The Advertising Standards Authority (ASA) has panned and banned a Pure Cremation TV for misleading people into believing they’re buying a funeral service as part of its standard offer.
However, the ban proved to be short-lived as a re-edited version was back on air almost immediately.
The long-running ad features a woman in her home surrounded by the remnants of a celebration, describing Pure’s proper, dignified, respectful service and its beautiful crematorium. The ASA ruled “the ad misleadingly implied the standard Pure Cremation package included an in-person funeral service, when that was not the case”. The watchdog received 12 complaints, which it upheld
It banned Pure from running the ad again in that form and warned it to ensure future commercials did not imply the standard plan included an attended funeral service, and to make clear where a plan was limited to an unattended cremation.
Pure Cremation chief marketing officer Ian Atkinson said: “The ASA said we should be explicit that family do not attend the cremation. We have tweaked the ad to reflect that point; the small changes have been approved by Clearcast, the current ad ends on 16th June and the revised ad will be live on 17th June. Pure has also released another new TV ad that leads with the fact that there’s no crematorium ceremony with our plan, so family can hold a more personal send-off or celebration of life.”

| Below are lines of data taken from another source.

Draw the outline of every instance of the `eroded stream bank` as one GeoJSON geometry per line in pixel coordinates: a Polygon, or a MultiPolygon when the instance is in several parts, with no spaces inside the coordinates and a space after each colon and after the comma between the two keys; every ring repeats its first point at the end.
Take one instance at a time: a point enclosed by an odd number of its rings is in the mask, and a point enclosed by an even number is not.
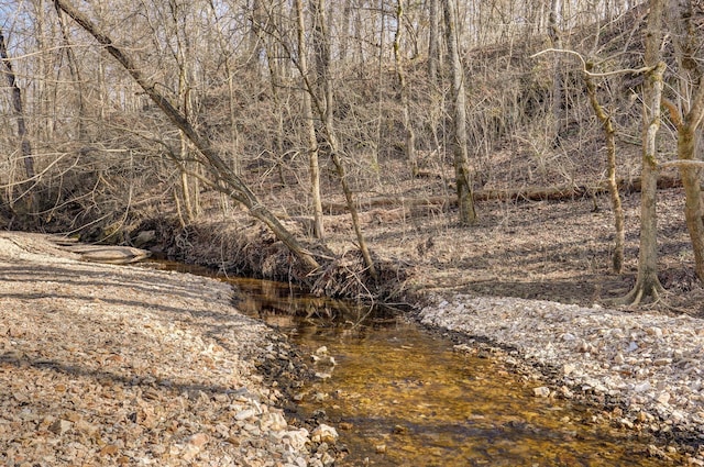
{"type": "Polygon", "coordinates": [[[306,297],[276,282],[229,281],[239,309],[311,356],[319,378],[296,396],[293,416],[337,429],[336,465],[678,462],[652,436],[613,429],[594,408],[538,397],[539,380],[402,315],[306,297]]]}

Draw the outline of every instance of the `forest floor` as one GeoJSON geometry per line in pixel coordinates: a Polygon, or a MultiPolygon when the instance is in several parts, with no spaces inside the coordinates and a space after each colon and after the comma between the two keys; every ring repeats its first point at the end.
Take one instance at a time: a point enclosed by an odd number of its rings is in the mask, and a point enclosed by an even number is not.
{"type": "MultiPolygon", "coordinates": [[[[610,270],[614,216],[607,197],[570,201],[487,201],[477,203],[476,224],[461,227],[454,212],[399,214],[373,210],[365,235],[373,251],[408,265],[411,294],[461,292],[488,297],[609,305],[627,294],[638,268],[640,193],[623,197],[626,222],[625,267],[610,270]]],[[[704,316],[704,289],[684,223],[681,188],[658,194],[659,278],[667,293],[641,309],[704,316]]],[[[349,230],[349,221],[340,224],[349,230]]],[[[350,238],[350,237],[348,237],[350,238]]],[[[329,241],[334,249],[348,240],[329,241]]]]}

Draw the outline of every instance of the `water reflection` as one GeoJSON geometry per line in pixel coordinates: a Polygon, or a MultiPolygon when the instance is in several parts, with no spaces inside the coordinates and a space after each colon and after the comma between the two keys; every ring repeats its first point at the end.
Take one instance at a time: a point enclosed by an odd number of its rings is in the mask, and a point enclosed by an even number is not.
{"type": "Polygon", "coordinates": [[[455,352],[402,316],[230,279],[238,307],[286,333],[330,376],[306,388],[349,455],[339,466],[660,466],[652,441],[593,423],[594,410],[537,398],[510,368],[455,352]],[[326,347],[321,352],[321,347],[326,347]],[[336,365],[332,365],[332,357],[336,365]]]}
{"type": "Polygon", "coordinates": [[[349,455],[340,466],[660,466],[647,438],[593,424],[593,411],[536,398],[526,381],[402,316],[237,281],[245,309],[337,362],[307,388],[301,418],[323,409],[349,455]],[[261,292],[266,293],[261,294],[261,292]]]}

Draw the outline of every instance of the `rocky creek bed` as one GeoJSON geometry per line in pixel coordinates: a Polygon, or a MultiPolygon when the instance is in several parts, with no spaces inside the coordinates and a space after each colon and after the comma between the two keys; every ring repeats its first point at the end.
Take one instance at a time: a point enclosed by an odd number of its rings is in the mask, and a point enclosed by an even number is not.
{"type": "Polygon", "coordinates": [[[228,285],[78,259],[0,234],[0,465],[332,463],[267,379],[295,385],[296,351],[228,285]]]}
{"type": "MultiPolygon", "coordinates": [[[[215,279],[85,263],[45,236],[0,234],[0,464],[320,466],[337,433],[292,425],[296,348],[215,279]]],[[[704,465],[701,353],[690,316],[436,293],[418,319],[548,379],[626,430],[704,465]],[[674,449],[674,444],[671,445],[674,449]]],[[[654,456],[669,457],[652,447],[654,456]]]]}
{"type": "Polygon", "coordinates": [[[549,383],[536,397],[602,404],[616,425],[674,442],[690,465],[704,465],[701,319],[461,293],[430,296],[418,319],[459,333],[458,349],[539,369],[549,383]]]}

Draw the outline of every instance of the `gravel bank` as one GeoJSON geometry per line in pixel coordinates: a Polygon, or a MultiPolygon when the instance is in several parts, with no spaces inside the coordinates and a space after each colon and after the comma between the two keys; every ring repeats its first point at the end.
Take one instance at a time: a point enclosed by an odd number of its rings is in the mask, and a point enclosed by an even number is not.
{"type": "Polygon", "coordinates": [[[0,465],[331,464],[337,433],[289,425],[266,378],[295,378],[295,351],[230,301],[216,280],[0,234],[0,465]]]}
{"type": "Polygon", "coordinates": [[[703,320],[464,294],[429,303],[424,324],[488,338],[551,373],[550,393],[537,396],[608,401],[624,426],[704,441],[703,320]]]}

Clearcast is the pre-broadcast clearance system for TV ads and works with advertisers and their agencies to ensure ads comply with the rules. Clearcast cleared the previous version of the ad and supported Pure’s view that it was not misleading.
The ASA judgement stated: “Viewers were likely to understand from the woman’s statement, ‘it was a proper, dignified cremation. They were so respectful. Pure have their own beautiful crematorium, and they hand delivered his ashes in an urn’, together with the repeated references to a ‘funeral plan’, that the plan offered more than the practical arrangements for a non-attended cremation alone.
“Describing the crematorium as ‘beautiful’ and the cremation as ‘dignified’ suggested a personal and ceremonial element to the service. Viewers were likely to assume that the woman’s ability to describe the cremation in those terms meant she had some basis on which to reflect on the experience directly, and therefore some form of attended ceremony or service had taken place, for which she had been present.”
Pure argued that the disclaimer at the end of the advert, made it clear that was offered was an unattended cremation, but the ASA ruled that it was “not sufficient to override the overall impression created by the language used in the ad.